It isn’t very often that the frenetic chatter of the Irish Examiner’s newsroom dies to a whisper.
It happened in 1979 when Pope John Paul kissed the tarmac at Dublin Airport. It happened in 1988 when Ireland beat England in the European Championship and in 2001 when the full horror of 9/11 unfolded.
It happened again yesterday.
Around the newsroom, muted TV screens were showing emotional scenes from Thailand as the last of a group of young boys and their soccer coach were rescued from a flooded cave.
Nobody was watching. They were poised to listen as outgoing CEO Tom Murphy and directors Tom Crosbie and his father Ted closed the last chapter of the Crosbie family’s long involvement with the Irish Examiner media group.
Tom Murphy declared the Examiner group “the best company I have ever worked with,” chiding video photographer Dan Linehan for recording the slight tremble in his voice as he spoke of the collegiality he enjoyed in the role he held since 2010.
Dan carried on regardless, bolstered by a quip reminding him: “Don’t worry. He’s not your boss anymore.”

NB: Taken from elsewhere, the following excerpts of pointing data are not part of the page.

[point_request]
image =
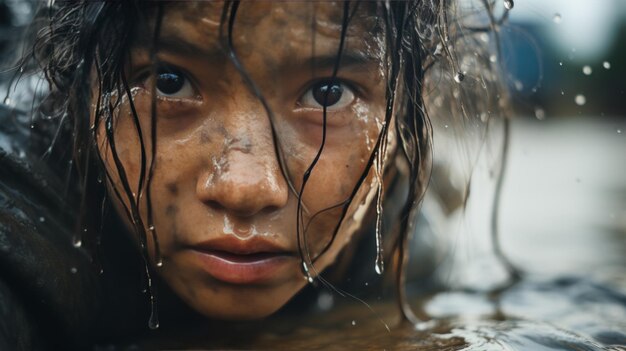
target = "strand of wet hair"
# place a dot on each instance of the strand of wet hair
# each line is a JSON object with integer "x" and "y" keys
{"x": 153, "y": 137}
{"x": 229, "y": 13}
{"x": 515, "y": 273}
{"x": 303, "y": 247}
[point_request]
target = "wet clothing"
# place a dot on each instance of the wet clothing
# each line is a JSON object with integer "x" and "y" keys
{"x": 52, "y": 295}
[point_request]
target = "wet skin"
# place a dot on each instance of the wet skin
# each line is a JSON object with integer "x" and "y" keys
{"x": 224, "y": 212}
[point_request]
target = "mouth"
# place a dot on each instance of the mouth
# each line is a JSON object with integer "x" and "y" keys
{"x": 239, "y": 261}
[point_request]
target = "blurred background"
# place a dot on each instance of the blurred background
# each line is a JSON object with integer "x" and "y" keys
{"x": 563, "y": 200}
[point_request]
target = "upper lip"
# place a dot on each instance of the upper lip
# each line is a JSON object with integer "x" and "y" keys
{"x": 240, "y": 246}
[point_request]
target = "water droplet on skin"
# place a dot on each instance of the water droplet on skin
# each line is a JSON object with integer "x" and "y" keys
{"x": 580, "y": 99}
{"x": 459, "y": 76}
{"x": 540, "y": 113}
{"x": 325, "y": 301}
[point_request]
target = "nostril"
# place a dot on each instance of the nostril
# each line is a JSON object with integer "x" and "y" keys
{"x": 214, "y": 205}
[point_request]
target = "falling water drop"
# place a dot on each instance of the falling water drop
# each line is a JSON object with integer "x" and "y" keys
{"x": 580, "y": 99}
{"x": 307, "y": 274}
{"x": 76, "y": 241}
{"x": 459, "y": 76}
{"x": 153, "y": 322}
{"x": 540, "y": 113}
{"x": 379, "y": 265}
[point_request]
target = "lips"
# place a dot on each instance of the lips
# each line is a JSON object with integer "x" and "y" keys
{"x": 237, "y": 261}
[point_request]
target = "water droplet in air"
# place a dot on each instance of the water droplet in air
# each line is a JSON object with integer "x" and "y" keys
{"x": 77, "y": 242}
{"x": 580, "y": 99}
{"x": 153, "y": 323}
{"x": 459, "y": 76}
{"x": 540, "y": 113}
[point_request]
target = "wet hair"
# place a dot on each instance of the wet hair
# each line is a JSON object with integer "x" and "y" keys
{"x": 438, "y": 60}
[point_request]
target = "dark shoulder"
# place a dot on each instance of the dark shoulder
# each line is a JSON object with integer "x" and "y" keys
{"x": 46, "y": 286}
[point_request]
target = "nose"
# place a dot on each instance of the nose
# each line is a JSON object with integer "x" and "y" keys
{"x": 244, "y": 178}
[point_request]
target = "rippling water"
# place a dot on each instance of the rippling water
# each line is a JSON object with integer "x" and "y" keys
{"x": 571, "y": 242}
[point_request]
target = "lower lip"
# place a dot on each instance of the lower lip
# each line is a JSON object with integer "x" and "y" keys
{"x": 242, "y": 269}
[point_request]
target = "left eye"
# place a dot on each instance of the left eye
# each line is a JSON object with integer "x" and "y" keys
{"x": 332, "y": 95}
{"x": 171, "y": 82}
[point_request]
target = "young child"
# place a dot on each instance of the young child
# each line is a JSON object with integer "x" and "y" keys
{"x": 245, "y": 148}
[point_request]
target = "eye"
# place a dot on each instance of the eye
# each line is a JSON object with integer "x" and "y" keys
{"x": 334, "y": 95}
{"x": 171, "y": 82}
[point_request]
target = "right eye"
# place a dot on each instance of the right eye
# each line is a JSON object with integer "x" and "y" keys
{"x": 171, "y": 82}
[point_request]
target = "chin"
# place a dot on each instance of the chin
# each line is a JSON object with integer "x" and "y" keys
{"x": 242, "y": 312}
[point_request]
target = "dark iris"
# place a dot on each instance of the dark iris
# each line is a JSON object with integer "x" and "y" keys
{"x": 169, "y": 81}
{"x": 327, "y": 94}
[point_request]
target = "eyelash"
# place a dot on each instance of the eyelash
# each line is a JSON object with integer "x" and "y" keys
{"x": 344, "y": 88}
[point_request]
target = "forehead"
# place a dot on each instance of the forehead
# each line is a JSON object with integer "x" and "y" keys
{"x": 289, "y": 24}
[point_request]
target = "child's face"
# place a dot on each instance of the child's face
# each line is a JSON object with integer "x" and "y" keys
{"x": 224, "y": 212}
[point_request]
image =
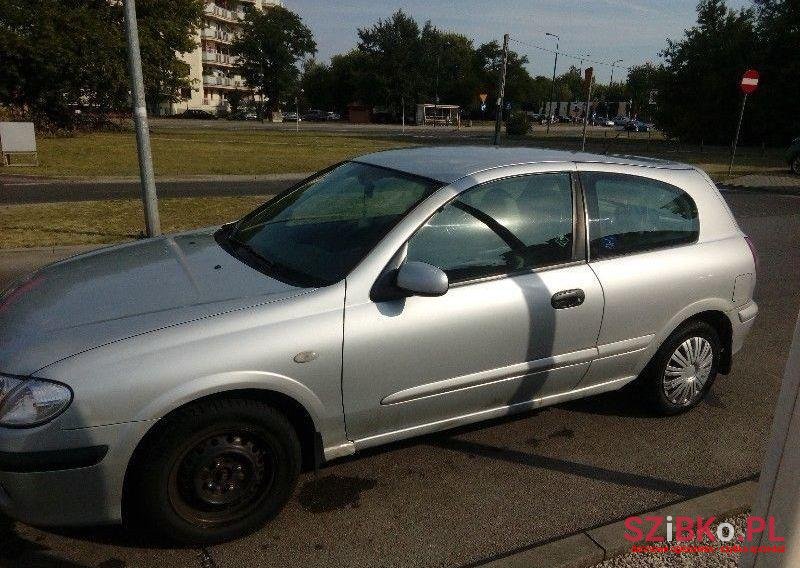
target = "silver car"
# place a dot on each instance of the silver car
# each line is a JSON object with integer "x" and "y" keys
{"x": 184, "y": 382}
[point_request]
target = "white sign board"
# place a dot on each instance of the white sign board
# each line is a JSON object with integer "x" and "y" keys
{"x": 17, "y": 137}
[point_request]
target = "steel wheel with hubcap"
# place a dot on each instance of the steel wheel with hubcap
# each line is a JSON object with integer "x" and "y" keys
{"x": 683, "y": 369}
{"x": 221, "y": 477}
{"x": 214, "y": 471}
{"x": 687, "y": 371}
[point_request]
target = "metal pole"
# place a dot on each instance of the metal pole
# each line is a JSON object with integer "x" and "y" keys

The levity broke the ice for Tom Crosbie, the Landmark Media chairman whose forebear and namesake edited the then Cork Examiner in the mid-1800s before becoming proprietor in 1872.
He first reminded the staff gathered round of his aversion to public speaking. “You know me and speaking,” he said, emotion rising.
“I try to avoid it.”
Nonetheless, eloquence trumped emotion as Tom noted: “The paper speaks every day and it is important that that continues.
Gazing at the assembled staff, his father, Ted, who once famously described himself as “a chemist by training, a shovel engineer by vocation, and a manager by desperation,” took a different tack as he raised the ghost of Cork’s Apostle of Temperance.
Noting his own advisory role with the Examiner since 2013, the former chairman and director of Thomas Crosbie Holdings declared a “great similarity” between himself and the statute of Father Mathew.
“The statue sitting in Patrick Street looks to make sure that Mangan’s clock is accurate, that buses come on time and, up to recently, looked with severity at those coming in and out of the Swan and Cygnet pub.”
Ted Crosbie has a long memory. Long enough to remember personally more than 60 years of the trials, tribulations and triumphs of a newspaper founded by John Francis Maguire in 1841.
Certainly long enough to remember a common denominator between the summer of 2018 and the summer of 1976 when the Examiner became the first daily newspaper in Ireland or Britain to move from a form of printing grounded in the 16th century to modern web offset printing that eventually led to a fully computerised system a decade later.
“I don’t remember the heatwave of 1976 because we were moving commission and getting going with photo typesetting and offset press. It was a year of considerable stress but it was successful.
“Because heatwave dust rises, eyes fill with tears but only 10% are for family anxiety. The rest are tears of joy for carrying on the publications.”
Then they were handshakes and pats, tears and cheers as colleagues gathered closer.
Ted received more hugs than an England soccer captain but it was a kiss from a female colleague that gave him, his son and Tom Murphy a neat exit.
With a glint in his eye, he said: “It isn’t often you get kissed by a cashier.”